Small Python 3 scripts to help with fungal biosynthetic gene cluster mining.
Use this script to easily rename all the 'region' GenBank files from the fungiSMASH results. This is specially important for results with generic names (e.g. 'scaffold'), if using tools like BiG-SCAPE.

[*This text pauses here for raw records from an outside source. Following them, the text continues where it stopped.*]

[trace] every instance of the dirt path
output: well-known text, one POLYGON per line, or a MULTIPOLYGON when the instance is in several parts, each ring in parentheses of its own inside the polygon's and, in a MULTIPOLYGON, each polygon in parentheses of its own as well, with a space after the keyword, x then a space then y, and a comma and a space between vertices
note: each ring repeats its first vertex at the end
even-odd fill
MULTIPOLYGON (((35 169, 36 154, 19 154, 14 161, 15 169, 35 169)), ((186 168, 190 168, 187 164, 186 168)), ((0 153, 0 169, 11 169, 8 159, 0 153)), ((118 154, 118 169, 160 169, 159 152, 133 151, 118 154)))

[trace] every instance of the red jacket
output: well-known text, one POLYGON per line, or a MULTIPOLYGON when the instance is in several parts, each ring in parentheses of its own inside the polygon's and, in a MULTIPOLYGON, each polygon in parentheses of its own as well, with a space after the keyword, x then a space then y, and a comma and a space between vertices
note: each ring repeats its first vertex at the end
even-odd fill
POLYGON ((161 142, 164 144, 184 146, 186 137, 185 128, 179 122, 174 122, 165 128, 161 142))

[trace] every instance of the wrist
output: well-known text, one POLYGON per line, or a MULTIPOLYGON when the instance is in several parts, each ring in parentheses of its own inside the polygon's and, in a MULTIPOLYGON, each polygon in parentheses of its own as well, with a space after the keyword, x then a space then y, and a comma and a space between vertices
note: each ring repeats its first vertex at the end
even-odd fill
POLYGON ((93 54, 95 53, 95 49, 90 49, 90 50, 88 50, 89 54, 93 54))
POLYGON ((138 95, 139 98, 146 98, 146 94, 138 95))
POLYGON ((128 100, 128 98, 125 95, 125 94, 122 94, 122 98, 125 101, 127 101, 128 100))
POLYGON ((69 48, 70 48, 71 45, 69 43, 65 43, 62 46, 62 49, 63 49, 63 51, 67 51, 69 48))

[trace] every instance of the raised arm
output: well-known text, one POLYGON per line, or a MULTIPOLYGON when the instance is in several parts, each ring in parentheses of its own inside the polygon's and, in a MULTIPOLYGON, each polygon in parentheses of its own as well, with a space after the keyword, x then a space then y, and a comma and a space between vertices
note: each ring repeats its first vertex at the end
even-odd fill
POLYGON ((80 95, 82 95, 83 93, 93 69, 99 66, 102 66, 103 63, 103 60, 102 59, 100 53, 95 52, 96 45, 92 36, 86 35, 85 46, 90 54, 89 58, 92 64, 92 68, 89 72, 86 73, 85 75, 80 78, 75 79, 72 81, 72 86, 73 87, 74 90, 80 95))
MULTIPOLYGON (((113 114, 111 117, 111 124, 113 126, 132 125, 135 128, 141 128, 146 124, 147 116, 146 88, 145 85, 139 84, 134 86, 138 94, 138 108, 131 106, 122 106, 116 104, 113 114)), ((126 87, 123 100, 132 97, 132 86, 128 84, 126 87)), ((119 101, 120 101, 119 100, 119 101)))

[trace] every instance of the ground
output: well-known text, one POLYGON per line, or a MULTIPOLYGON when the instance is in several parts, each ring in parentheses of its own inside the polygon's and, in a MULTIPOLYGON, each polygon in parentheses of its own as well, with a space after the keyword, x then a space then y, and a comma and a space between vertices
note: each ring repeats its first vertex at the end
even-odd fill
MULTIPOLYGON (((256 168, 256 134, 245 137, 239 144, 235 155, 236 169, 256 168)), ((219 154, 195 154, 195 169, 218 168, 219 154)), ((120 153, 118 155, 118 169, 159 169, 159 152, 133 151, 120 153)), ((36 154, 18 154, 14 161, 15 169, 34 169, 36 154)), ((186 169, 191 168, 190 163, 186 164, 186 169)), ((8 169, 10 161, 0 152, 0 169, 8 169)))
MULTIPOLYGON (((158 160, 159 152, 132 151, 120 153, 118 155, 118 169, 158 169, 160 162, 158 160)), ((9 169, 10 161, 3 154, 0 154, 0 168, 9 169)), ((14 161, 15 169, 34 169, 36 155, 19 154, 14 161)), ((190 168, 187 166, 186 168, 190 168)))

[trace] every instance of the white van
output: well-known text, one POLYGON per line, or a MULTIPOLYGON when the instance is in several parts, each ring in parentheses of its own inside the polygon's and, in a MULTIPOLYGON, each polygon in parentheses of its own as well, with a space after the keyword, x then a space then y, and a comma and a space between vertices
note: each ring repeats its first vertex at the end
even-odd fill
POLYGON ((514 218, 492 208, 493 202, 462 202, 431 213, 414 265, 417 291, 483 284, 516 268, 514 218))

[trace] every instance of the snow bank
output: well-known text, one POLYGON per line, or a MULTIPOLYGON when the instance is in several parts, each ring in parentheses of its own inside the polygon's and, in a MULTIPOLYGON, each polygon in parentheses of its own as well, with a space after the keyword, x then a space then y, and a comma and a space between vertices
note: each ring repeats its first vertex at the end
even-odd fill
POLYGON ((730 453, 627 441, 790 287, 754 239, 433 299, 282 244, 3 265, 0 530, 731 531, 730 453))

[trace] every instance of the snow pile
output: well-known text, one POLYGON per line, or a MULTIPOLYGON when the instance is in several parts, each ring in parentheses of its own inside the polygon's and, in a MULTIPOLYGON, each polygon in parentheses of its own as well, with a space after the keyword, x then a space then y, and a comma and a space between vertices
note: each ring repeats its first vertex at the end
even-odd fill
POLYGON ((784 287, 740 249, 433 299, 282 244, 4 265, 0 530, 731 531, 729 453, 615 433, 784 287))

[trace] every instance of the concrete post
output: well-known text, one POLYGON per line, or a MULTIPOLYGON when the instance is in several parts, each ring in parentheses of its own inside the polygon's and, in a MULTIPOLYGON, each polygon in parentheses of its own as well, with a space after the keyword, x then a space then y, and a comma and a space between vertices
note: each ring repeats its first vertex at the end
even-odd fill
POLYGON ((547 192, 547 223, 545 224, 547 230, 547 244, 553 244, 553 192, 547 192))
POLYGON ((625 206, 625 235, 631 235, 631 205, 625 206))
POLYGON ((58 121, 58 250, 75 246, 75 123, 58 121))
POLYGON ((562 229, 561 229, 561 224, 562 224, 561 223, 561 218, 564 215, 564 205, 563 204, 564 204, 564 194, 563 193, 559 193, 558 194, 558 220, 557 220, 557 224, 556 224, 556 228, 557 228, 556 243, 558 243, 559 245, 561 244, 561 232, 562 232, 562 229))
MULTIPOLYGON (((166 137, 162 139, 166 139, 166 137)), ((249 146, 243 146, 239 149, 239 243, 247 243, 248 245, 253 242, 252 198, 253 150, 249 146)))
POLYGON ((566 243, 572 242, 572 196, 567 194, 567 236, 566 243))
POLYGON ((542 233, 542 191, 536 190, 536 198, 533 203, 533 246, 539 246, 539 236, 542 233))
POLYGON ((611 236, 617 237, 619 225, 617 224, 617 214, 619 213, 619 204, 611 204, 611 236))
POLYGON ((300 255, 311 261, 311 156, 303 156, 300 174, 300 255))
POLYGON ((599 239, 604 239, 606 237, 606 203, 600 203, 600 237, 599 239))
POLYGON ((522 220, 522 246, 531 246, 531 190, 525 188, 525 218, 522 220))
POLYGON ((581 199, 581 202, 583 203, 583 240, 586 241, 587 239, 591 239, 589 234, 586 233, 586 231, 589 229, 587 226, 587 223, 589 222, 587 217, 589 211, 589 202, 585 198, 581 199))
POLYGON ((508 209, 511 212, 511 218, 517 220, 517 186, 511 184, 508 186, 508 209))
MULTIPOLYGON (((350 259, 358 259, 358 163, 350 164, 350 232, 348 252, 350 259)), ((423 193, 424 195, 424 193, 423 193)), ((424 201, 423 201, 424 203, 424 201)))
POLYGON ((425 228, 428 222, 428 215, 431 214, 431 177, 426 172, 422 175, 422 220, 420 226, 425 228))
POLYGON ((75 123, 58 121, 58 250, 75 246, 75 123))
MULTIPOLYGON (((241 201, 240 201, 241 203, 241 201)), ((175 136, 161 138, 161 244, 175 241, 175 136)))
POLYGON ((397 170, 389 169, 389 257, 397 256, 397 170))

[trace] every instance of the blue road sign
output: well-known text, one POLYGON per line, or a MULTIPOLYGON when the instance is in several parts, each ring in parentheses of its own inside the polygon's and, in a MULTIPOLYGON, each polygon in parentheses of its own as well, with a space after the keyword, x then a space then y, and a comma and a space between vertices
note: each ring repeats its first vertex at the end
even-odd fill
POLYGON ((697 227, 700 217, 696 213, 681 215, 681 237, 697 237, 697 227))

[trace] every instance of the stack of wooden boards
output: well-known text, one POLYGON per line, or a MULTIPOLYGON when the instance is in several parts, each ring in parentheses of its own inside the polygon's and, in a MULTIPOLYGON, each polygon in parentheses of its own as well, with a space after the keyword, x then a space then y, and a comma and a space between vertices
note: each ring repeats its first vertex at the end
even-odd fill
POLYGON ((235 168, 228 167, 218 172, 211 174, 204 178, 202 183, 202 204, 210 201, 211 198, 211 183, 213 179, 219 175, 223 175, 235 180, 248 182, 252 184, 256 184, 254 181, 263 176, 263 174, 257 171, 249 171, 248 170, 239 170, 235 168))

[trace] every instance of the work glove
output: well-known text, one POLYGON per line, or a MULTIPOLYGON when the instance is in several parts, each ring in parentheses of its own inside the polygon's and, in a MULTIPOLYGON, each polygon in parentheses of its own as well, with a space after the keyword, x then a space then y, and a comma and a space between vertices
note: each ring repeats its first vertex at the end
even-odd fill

usage: rename_regions.py [-h] -i INPUTFOLDER -s STRING
optional arguments:
-h, --help show this help message and exit
-i INPUTFOLDER, --inputfolder INPUTFOLDER
Path to fungiSMASH results folder
-s STRING, --string STRING
All found .gbk files will be renamed
'[string].region[XXX].gbk'
Note that this script will write consecutive region numbers (instead of fungiSMASH's default, which uses the scaffold number).
Use this script to copy GenBank files according to a taxonomical filter. It depends on Biopython.
usage: filtercopy_genbank.py [-h] -i INPUT -o OUTPUTFOLDER -t TAXONOMY_FILTER [--include INCLUDE]
optional arguments:
-h, --help show this help message and exit
-i INPUT, --input INPUT
Input. Either a GenBank file or a folder with fungiSMASH results
-o OUTPUTFOLDER, --outputfolder OUTPUTFOLDER
Output folder where GenBank file(s) will be copied to
-t TAXONOMY_FILTER, --taxonomy_filter TAXONOMY_FILTER
Filter extraction using taxonomy within the GenBank file(s) (if annotated)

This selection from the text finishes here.